Source : https://francais.rt.com/economie/18549-millionnaires-francais-quittent-france-grand

L'énergie éolienne occupe, après l'énergie solaire, une place importante dans le programme marocain d'énergies renouvelables maro
Moulinet, production d'énergie éolienne

Une Déclaration d’intention pour le renforcement de la coopération énergétique entre le Maroc et l’Allemagne a été signée, le 19 avril à Rabat, par les ministres de l’Energie respectifs des deux pays. Cette Déclaration d’intention entre dans le cadre du Partenariat Energétique Maroco-Allemand (PAREMA), mis en place en 2012. Elle a été signée en marge d’une table ronde économique dédiée aux conditions d’investissement dans le secteur énergétique et à laquelle ont participé le ministère de l’Energie, des Mines, de l’Eau et de l’Environnement, l’Agence Marocaine de l’Energie Solaire (MASEN), l’Office National de l’Electricité et de l’Eau potable (ONEE), ainsi qu’une vingtaine de sociétés allemandes venues rechercher des partenaires marocains. L’objectif de cette rencontre est de « renforcer la collaboration économique et politique dans le secteur de l’énergie entre les deux pays et promouvoir les investissements dans le domaine des énergies renouvelables au Maroc ».

Sigmar Gabriel, ministre de l´Economie et de l´Energie de la République fédérale d´Allemagne, estime que « ce partenariat énergétique profite aux deux parties. D’une part, le Maroc bénéficie de financements allemands ; d’autre part, plus de 40% des pièces utilisées proviennent d’Allemagne et 30 sociétés allemandes participent aux projets marocains, en matière d’énergies renouvelables ».

Il faut savoir que l’Allemagne participe activement au financement du Projet Marocain intégré de l’Energie Solaire qui a permis l’injection du premier KWh de la centrale solaire NOOR I, d’une puissance de 160 MW, dans le réseau national de transport. S’agissant de NOOR II et III, d’une puissance de 350 MW, les travaux de construction ont été lancés le 4 février, pour une mise en service en 2017. Quant à la phase NOOR PV de 170 MW qui comprend la centrale NOOR IV d’une capacité de 50 à 70 MW, située à Ouarzazate, et les projets NOOR Laâyoune et NOOR Boujdour, d’une capacité totale de 100 MW, un appel à manifestation d’intérêt a été lancé. Il en est de même pour le développement de la première phase du complexe solaire NOOR Midelta.

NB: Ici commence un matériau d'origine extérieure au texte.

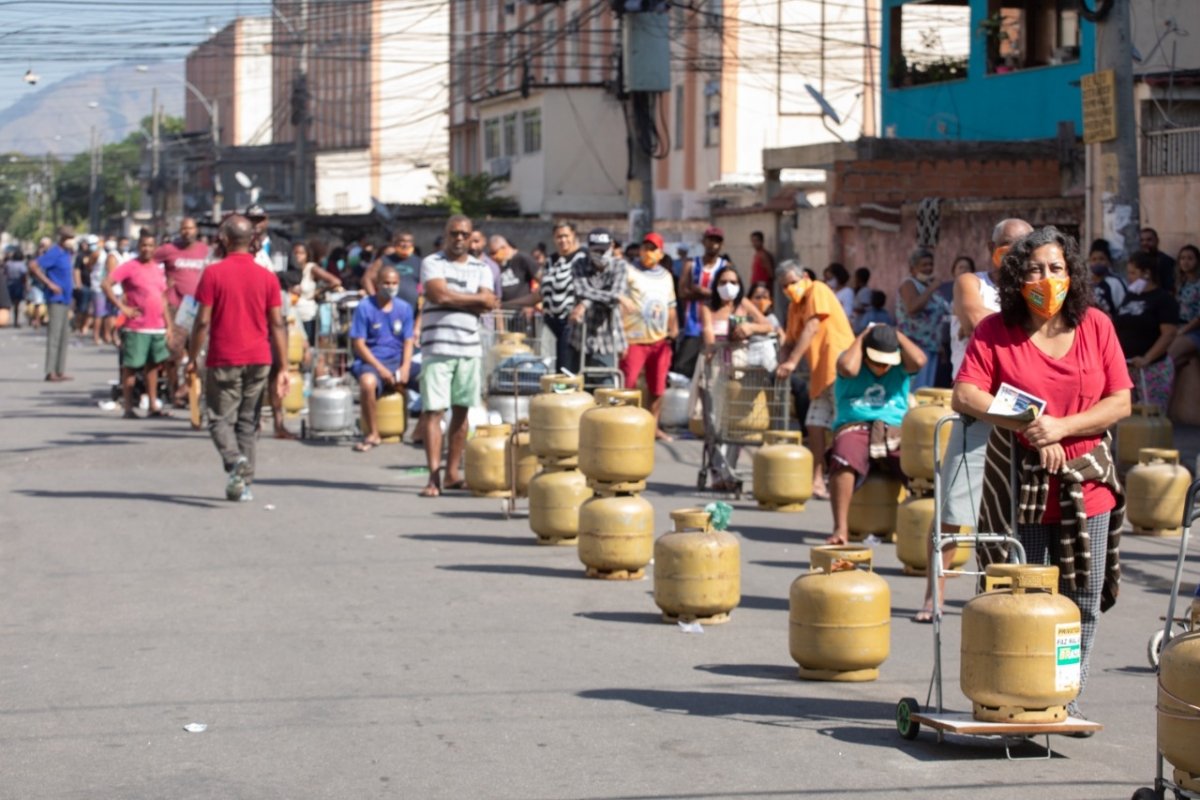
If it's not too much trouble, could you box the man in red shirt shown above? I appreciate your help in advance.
[154,217,209,405]
[187,215,288,503]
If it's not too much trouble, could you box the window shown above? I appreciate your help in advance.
[484,116,500,161]
[504,112,517,156]
[979,0,1079,74]
[674,84,686,150]
[888,0,971,89]
[521,108,541,152]
[704,80,721,148]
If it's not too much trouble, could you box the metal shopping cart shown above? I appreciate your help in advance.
[694,337,791,498]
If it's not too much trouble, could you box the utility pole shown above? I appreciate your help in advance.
[1096,0,1141,258]
[292,0,311,236]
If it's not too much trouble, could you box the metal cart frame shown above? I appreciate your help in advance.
[896,414,1103,760]
[1133,477,1200,800]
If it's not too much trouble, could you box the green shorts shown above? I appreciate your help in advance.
[121,331,170,369]
[421,355,480,411]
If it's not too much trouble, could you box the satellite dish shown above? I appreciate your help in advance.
[804,83,841,125]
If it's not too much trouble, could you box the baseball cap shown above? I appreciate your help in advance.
[863,325,900,367]
[588,228,612,249]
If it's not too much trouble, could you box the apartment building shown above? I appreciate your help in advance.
[450,0,878,219]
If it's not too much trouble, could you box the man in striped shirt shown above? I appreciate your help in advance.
[420,215,500,498]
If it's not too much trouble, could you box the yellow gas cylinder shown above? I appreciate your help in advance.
[372,392,408,441]
[959,564,1082,723]
[529,375,595,467]
[464,425,512,498]
[1117,403,1175,467]
[580,493,654,581]
[787,545,892,681]
[896,498,971,575]
[488,331,533,365]
[846,473,905,541]
[900,387,954,488]
[654,509,742,625]
[580,389,658,492]
[1158,628,1200,792]
[754,431,812,511]
[288,325,306,367]
[529,464,592,545]
[1126,447,1192,536]
[504,420,540,498]
[283,369,304,414]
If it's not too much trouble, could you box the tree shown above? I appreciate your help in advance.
[428,170,521,218]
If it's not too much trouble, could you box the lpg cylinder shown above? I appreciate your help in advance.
[283,369,304,414]
[896,498,971,575]
[529,464,592,545]
[754,431,812,511]
[900,387,954,481]
[1158,628,1200,792]
[504,421,538,498]
[464,425,512,498]
[787,545,892,681]
[846,473,904,539]
[654,509,742,625]
[1126,447,1192,536]
[1117,403,1175,467]
[580,493,654,581]
[374,392,408,440]
[580,389,656,491]
[529,374,595,459]
[959,564,1082,723]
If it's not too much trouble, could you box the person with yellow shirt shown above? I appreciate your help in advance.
[620,233,679,441]
[775,260,854,500]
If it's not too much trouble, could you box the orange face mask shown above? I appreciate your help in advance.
[1021,277,1070,319]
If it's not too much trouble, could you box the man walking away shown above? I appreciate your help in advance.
[187,215,288,503]
[29,225,76,381]
[420,215,500,498]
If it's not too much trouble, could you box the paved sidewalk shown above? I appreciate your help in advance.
[0,330,1200,800]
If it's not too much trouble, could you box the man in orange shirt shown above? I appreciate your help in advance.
[775,261,854,500]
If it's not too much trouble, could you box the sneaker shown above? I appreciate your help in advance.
[226,456,250,500]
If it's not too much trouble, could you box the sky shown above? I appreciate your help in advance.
[0,0,271,109]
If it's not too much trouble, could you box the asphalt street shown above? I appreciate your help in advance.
[0,329,1200,800]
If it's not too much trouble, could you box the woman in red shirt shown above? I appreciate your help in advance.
[953,227,1133,716]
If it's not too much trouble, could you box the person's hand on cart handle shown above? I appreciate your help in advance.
[1022,414,1069,447]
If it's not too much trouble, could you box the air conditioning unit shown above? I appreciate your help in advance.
[487,156,512,180]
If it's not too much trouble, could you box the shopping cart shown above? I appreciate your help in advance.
[694,339,791,498]
[895,414,1103,760]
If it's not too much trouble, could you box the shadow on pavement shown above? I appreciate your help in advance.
[438,564,583,581]
[575,612,666,625]
[400,534,535,547]
[17,489,223,509]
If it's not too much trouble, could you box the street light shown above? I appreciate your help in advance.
[134,64,221,223]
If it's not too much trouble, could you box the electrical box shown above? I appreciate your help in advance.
[622,12,671,91]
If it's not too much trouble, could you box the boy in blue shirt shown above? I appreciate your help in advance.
[350,265,413,452]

En matière de production d’électricité, le Maroc vise à porter la part des énergies renouvelables de 42 % de puissance installée, en 2020, à 52 %, à l'horizon 2030 ; ce qui lui permettra de réduire sa dépendance énergétique aux sources fossiles totalement importées. Pour atteindre cet objectif, le pays devra développer une capacité additionnelle de production d’électricité, entre 2016 et 2030, de plus de 10 GW de sources renouvelables dont 4 560 MW solaire, 4200 MW éolienne et 1330 MW hydro-électrique. L’investissement global attendu pour les projets d’électricité de sources renouvelables sera de 32 milliards de dollars, ce qui représente des réelles opportunités d’investissement pour le secteur privé.

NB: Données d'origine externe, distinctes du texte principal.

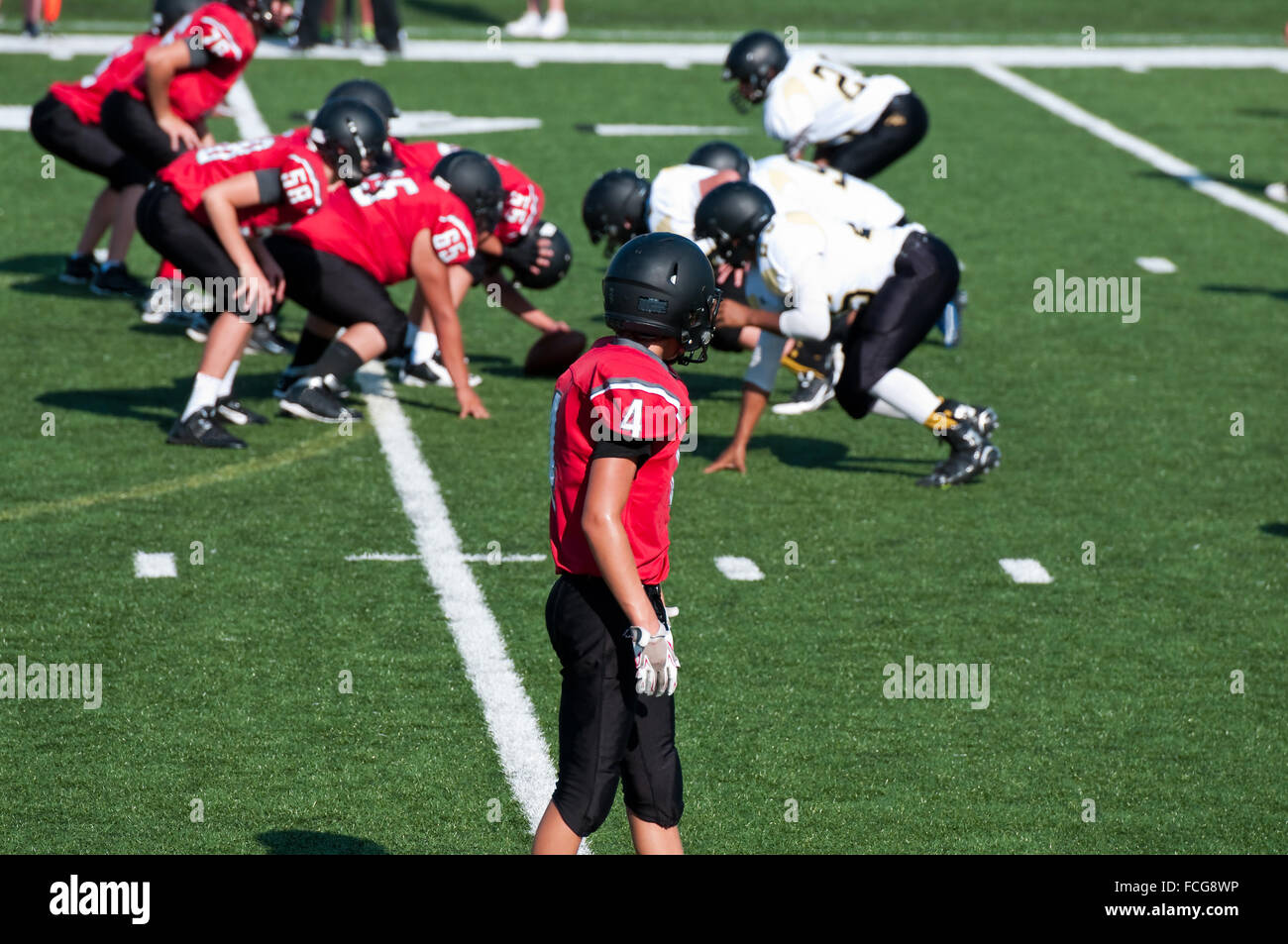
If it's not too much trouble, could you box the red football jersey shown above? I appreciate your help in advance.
[550,338,691,583]
[158,132,327,229]
[389,139,545,246]
[288,167,478,284]
[49,33,161,125]
[126,3,259,123]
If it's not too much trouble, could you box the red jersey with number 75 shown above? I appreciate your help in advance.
[126,3,259,124]
[550,338,692,583]
[287,168,478,284]
[158,132,327,231]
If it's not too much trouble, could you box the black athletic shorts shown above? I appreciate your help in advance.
[836,233,961,420]
[814,91,930,180]
[546,575,684,836]
[103,91,183,176]
[134,180,249,314]
[31,94,152,190]
[265,236,407,339]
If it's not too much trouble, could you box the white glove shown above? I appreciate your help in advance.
[626,626,680,698]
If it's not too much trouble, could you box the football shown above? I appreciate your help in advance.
[523,331,587,377]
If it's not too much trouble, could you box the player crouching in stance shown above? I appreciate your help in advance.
[159,99,385,450]
[532,233,720,855]
[695,181,1001,485]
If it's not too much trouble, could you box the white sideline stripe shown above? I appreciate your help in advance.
[975,64,1288,235]
[345,551,546,564]
[134,551,179,579]
[358,365,585,847]
[228,78,271,141]
[997,558,1051,583]
[590,125,747,138]
[716,557,765,580]
[0,34,1288,72]
[1136,257,1176,275]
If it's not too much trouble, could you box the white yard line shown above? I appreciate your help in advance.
[134,551,179,579]
[997,558,1051,583]
[975,64,1288,235]
[358,366,574,832]
[0,34,1288,71]
[716,555,765,580]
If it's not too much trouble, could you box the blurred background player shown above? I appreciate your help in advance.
[156,99,385,448]
[31,0,205,284]
[532,233,720,855]
[697,181,1001,485]
[724,30,930,179]
[505,0,568,40]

En ce qui concerne l’Eolien, le Projet Intégré comportant cinq parcs éoliens de 850 MW vient d’être adjugé le mois dernier au consortium constitué de la société marocaine Nareva Holding, la société italienne Enel Green Power et la société allemande Siemens Wind Power, qui a déjà à son actif d’autres projets énergétiques au Maroc. En effet, cette dernière s’apprête à lancer une usine de fabrication de pales d’éoliennes à Tanger, avec la création prévue de 700 emplois.

Le Maroc a également été l’un des premiers pays de la région euro-méditerranéenne à introduire les technologies de Transfert d’Energie par Pompage (STEP) en réalisant la STEP d’Afourar d’une capacité de 460 MW. Le royaume, qui dispose de 3500 Km de cote marine, ambitionne de lancer un grand programme de développement des STEP marines. Ces dernières, couplées à des parcs éoliens en temps réels et en mode dynamique, permettront d’aplatir la courbe de charge et de rendre le système électrique national indépendant des ouvrages de production du back-up fonctionnant aux combustibles fossiles.

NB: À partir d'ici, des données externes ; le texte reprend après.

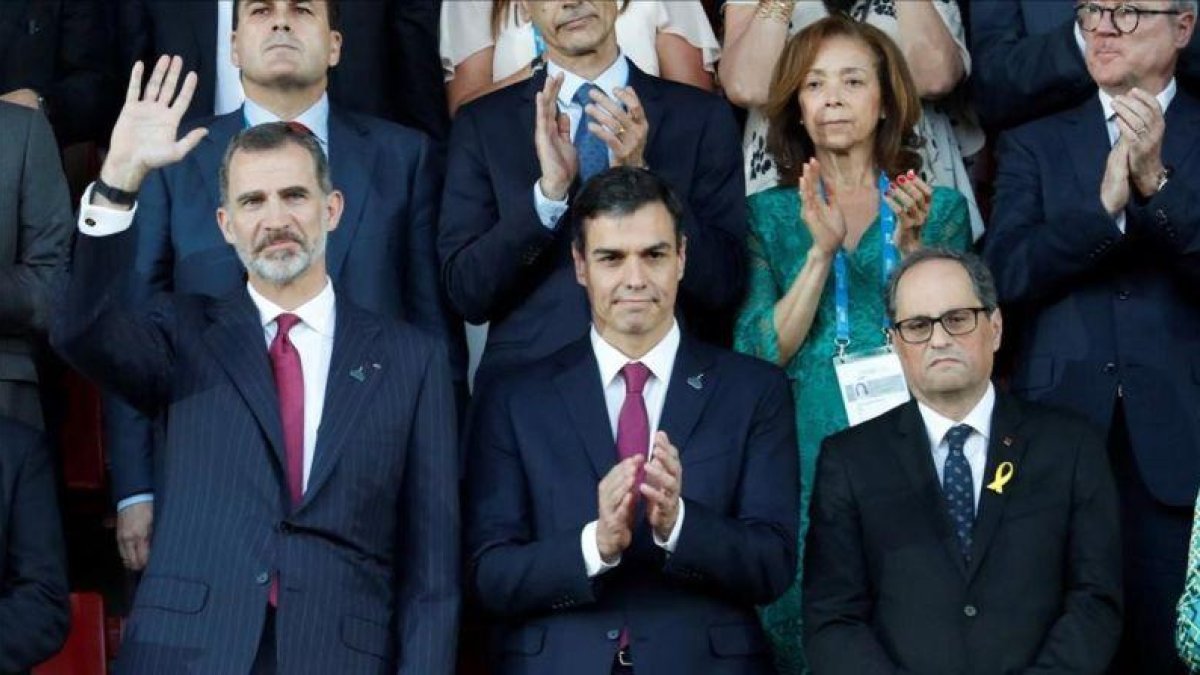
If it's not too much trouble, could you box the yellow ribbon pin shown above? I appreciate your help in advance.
[988,461,1014,495]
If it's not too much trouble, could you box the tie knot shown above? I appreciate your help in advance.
[275,313,300,338]
[620,362,650,394]
[946,424,974,453]
[571,82,600,106]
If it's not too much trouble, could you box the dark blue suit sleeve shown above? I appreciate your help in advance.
[984,129,1122,303]
[971,0,1096,131]
[664,372,800,604]
[0,423,70,673]
[396,348,462,675]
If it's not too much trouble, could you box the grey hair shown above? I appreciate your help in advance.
[218,121,334,207]
[886,246,997,323]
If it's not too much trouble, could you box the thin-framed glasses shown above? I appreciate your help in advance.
[892,307,991,345]
[1075,2,1180,35]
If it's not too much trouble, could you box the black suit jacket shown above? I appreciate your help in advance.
[116,0,450,141]
[0,0,119,145]
[804,394,1121,675]
[0,417,71,673]
[438,64,746,383]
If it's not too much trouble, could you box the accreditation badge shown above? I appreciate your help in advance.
[833,347,910,426]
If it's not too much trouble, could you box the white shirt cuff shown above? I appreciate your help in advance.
[580,520,620,579]
[654,497,684,554]
[116,492,154,513]
[77,183,138,237]
[533,181,566,229]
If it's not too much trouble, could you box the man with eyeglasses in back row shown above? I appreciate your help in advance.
[984,0,1200,675]
[804,249,1118,675]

Par ailleurs, le Maroc s’est engagé à accélérer la cadence de ses actions d’efficacité énergétique, en ciblant les secteurs à grand potentiel, en termes de consommation énergétique finale ; à la tête desquels se trouve le Transport avec une part de 38%, suivi du secteur du Bâtiment qui consomme le tiers de l’énergie finale ; et de celui de l’Industrie avec une part de 21%. L’objectif d’économie fixé est de 15%, à l’horizon 2030. Enfin, il est prévu la mise en place, au cours de cette année, d’une Autorité de régulation du secteur de l’électricité, qui aura pour mission de veiller au respect de la réglementation en vigueur et à la fixation des tarifs, ainsi qu’aux conditions d’accès au réseau électrique et aux interconnexions.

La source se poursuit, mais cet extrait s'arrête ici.